= Sunil Wijesiriwardena =

Sri Lankan university lecturer and literary critic

Sunil Ernest Wijesiriwardena is a Sri Lankan literary critic, academic, researcher, civil activist, university lecturer, poet, writer, author, playwright, civic leader and translator. He initiated the 2015 civic movement to generate a positive discourse on cultural rights and to draft a National Cultural Policy for Sri Lanka.

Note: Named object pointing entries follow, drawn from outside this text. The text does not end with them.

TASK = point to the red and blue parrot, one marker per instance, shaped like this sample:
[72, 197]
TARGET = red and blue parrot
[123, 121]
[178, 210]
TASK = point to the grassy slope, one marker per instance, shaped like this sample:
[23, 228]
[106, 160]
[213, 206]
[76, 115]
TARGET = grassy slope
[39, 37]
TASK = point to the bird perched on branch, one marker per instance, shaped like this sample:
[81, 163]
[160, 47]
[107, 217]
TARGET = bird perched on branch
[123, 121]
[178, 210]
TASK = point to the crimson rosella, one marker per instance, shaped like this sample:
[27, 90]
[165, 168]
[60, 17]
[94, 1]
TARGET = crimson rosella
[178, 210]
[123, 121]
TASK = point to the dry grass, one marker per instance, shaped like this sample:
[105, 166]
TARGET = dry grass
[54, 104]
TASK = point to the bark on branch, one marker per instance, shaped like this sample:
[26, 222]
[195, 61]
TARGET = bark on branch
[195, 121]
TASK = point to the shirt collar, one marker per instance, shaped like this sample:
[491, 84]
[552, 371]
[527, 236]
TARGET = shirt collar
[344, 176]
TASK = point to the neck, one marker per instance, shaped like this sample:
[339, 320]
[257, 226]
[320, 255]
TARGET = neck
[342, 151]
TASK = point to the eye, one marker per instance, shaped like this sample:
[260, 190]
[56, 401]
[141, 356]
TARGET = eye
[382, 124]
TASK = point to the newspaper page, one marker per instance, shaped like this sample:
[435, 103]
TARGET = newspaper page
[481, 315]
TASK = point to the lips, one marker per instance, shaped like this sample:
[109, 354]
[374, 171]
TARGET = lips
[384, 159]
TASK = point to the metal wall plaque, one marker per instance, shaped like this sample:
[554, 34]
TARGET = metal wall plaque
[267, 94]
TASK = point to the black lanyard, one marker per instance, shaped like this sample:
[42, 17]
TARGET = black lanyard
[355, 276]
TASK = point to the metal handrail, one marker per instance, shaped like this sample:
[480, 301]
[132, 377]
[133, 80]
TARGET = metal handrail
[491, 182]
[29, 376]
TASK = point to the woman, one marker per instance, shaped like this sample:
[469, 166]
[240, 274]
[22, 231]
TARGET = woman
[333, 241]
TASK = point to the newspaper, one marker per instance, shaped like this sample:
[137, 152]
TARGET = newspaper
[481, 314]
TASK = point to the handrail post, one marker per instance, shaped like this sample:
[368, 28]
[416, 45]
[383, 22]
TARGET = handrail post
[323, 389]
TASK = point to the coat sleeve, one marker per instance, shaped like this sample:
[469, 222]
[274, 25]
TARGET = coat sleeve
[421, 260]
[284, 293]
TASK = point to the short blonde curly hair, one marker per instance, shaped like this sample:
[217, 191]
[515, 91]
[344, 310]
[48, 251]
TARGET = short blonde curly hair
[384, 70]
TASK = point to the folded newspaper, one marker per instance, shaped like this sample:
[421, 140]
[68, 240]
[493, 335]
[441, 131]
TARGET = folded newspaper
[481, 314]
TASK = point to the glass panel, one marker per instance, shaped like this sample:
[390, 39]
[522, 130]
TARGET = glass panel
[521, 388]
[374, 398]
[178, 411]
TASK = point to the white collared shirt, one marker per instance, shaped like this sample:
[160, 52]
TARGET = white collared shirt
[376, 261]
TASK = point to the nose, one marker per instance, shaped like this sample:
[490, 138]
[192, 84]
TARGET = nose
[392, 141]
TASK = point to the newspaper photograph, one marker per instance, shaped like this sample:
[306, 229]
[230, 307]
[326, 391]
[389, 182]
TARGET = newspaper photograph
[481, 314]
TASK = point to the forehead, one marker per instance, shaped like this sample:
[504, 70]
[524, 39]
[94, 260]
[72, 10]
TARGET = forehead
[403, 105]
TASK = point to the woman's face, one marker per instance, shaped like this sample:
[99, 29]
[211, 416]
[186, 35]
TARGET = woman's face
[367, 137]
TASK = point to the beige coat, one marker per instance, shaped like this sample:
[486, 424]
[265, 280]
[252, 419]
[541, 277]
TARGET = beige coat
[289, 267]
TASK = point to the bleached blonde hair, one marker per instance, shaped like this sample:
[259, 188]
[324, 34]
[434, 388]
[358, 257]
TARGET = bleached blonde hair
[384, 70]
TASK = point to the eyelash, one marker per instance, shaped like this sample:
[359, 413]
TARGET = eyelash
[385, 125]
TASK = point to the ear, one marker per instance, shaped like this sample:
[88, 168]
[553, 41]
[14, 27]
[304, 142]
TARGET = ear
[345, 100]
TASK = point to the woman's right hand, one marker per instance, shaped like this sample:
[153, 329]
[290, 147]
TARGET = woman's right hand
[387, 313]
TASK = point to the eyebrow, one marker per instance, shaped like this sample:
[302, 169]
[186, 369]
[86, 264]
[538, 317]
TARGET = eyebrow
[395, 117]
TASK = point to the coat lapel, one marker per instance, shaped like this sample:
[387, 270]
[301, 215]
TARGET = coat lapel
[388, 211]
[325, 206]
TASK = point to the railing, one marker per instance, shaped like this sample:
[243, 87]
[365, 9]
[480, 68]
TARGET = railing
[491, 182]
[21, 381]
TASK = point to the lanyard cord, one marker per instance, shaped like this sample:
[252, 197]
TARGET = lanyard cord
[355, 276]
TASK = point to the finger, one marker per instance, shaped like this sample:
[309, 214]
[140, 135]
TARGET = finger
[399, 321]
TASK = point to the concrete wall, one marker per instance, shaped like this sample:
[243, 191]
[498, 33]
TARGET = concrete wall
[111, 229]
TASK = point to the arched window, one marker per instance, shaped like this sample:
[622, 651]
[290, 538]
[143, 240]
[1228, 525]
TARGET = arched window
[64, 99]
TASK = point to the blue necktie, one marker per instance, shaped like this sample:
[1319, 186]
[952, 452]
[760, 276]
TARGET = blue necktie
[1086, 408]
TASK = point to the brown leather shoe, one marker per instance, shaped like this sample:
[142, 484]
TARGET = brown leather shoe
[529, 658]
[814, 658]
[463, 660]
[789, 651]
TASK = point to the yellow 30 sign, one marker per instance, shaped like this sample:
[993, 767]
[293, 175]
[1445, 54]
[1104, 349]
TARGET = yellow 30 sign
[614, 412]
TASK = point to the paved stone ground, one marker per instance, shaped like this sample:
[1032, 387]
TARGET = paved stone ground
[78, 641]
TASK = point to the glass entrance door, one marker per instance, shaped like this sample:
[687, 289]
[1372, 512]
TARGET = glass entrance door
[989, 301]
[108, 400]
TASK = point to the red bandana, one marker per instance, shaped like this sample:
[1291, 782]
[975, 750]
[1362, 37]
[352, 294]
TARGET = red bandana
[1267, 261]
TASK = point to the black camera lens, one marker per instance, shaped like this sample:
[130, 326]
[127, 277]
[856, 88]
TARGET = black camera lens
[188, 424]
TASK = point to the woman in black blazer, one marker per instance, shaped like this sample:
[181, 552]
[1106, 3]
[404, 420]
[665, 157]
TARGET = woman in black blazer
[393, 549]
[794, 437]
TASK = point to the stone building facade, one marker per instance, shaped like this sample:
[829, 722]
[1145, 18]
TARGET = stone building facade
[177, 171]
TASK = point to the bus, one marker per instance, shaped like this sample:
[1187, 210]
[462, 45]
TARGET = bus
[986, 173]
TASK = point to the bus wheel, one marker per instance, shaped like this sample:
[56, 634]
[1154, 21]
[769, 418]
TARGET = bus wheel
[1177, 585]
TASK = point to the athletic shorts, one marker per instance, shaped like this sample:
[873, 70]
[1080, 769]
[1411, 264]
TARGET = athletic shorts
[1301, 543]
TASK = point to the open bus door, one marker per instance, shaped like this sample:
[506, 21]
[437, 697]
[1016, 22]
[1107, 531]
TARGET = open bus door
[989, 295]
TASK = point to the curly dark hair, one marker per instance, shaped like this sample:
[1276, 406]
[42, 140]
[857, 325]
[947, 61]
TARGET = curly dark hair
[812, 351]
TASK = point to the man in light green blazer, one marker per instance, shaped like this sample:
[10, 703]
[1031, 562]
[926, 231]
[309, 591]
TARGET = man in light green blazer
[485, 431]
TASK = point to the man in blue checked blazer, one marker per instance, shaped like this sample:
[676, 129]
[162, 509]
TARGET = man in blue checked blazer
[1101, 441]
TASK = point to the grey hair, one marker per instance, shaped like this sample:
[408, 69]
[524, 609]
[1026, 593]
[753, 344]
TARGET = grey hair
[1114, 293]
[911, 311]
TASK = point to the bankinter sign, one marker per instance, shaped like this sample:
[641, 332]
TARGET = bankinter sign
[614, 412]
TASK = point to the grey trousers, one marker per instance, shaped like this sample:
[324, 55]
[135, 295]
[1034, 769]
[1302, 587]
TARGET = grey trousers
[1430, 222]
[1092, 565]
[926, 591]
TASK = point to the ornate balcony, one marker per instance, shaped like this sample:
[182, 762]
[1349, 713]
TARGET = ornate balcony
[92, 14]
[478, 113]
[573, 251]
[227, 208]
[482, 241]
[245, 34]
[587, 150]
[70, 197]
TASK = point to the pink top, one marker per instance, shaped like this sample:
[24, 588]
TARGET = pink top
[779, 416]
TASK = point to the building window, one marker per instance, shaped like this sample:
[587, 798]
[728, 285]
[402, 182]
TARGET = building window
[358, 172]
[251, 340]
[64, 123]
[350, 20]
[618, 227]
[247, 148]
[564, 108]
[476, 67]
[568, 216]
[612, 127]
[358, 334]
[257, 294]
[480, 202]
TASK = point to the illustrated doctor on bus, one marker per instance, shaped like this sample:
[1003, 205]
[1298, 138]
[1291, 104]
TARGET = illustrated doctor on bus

He has contributed significantly to Sinhala literature, arts, theatre and culture. He has often advocated the importance of inculcating the arts and culture in order to ensure that they play a role in transforming societies without compromising the abilities of future generations.

== Career ==
He obtained his PhD in Bio Science from the State University of Moscow/Peoples' Friendship University of Russia in 1981. He returned to Sri Lanka in 1982 soon after his graduation and completion of his higher studies and began a career in socio-political work as a volunteer. He also served in various capacities as a visiting lecturer of University of Colombo and Kelaniya University. He also worked predominantly as a senior consultant to develop a new syllabus from scratch with a major revamp/overhaul for the Performing Arts Department at the Sri Palee Campus which is affiliated to the University of Colombo.

He joined as a volunteer member of the Sub Selection Committee as a part of the Japan-Sri Lanka Friendship Cultural Fund in 1977, and has been worked to identify and mentor candidates for the Bunka Awards, and to promote Sri Lanka-Japan ties.

He also served as the chairman at the National Arts and Cultural Policy of Sri Lanka. He was the founder-director of the first Independent Cultural Institute called Vaibhavi Academy of Fine Arts which was devoted to transform cultural rights in Sri Lanka. He was also a co-chairman of the Arts and Cultural Policy Desk.

He has also attended many art exhibitions and has advised contemporary artists in addition to his analysis on the works of artists in exhibitions. He has also served as a member in several panel of judges of art festivals and art competitions in Sri Lanka including the likes of H. A. I. Goonetileke Prize, Fairway National Literary Award as well as in overseas countries.

He worked as a lyricist in Premasiri Khemadasa's stage drama Manasa Wila. He has also reviewed many of the works of filmmaker Malaka Dewapriya and he defended Dewapriya's Radio Drama series Kanata Paharak, which received backlash from critics due to the selection of titles for some of the episodes in the series.

In 2003, he was invited as one of the guests by Japan Foundation during a cultural field trip/cultural study tour. He also served as a permanent member of the International resource group on ethics education from 2005 to 2012 which was organized by Arigato Foundation (Geneva-Tokyo) in collaboration with the UNICEF.

In December 2013, he also paid tribute to human rights activist Sunila Abeysekera by staging a live music performance to mark the commemoration of Sunila Abeysekera which was conducted by The Women and Media Collective in collaboration with INFORM and the Free Media Movement, Sri Lanka.

On 19 February 2015, he received a special commendation from the Ambassador of Japan. In 2016, he spoke to BBC Sandeshaya studio in an interview where he discussed about sharing each other's value systems in an organised manner to bring about ethnic reconciliation in Sri Lanka.

His Poetry Journey was published in 2017 with the publication of his debut collection of poems titled 'Giri Muduna Mage Niwahana'. The book was shortlisted for the final four rounds of the 2018 Royal Book Awards. He had also took part in few demonstrations as a part of the 2022 Sri Lankan protests and had engaged in few interviews in Gotagogama village.

In March 2022, he began delivering lectures about transformational leadership as part of Youth Leadership Academy (YLA) in Bandaranaike Centre for International Studies at Bandaranaike Memorial International Conference Hall (BMICH). The YLA later went on to be expanded into the Bandaranaike Academy for Leadership and Public Policy (BALPP), the country's first institute focused on leadership and education in public policy and governance.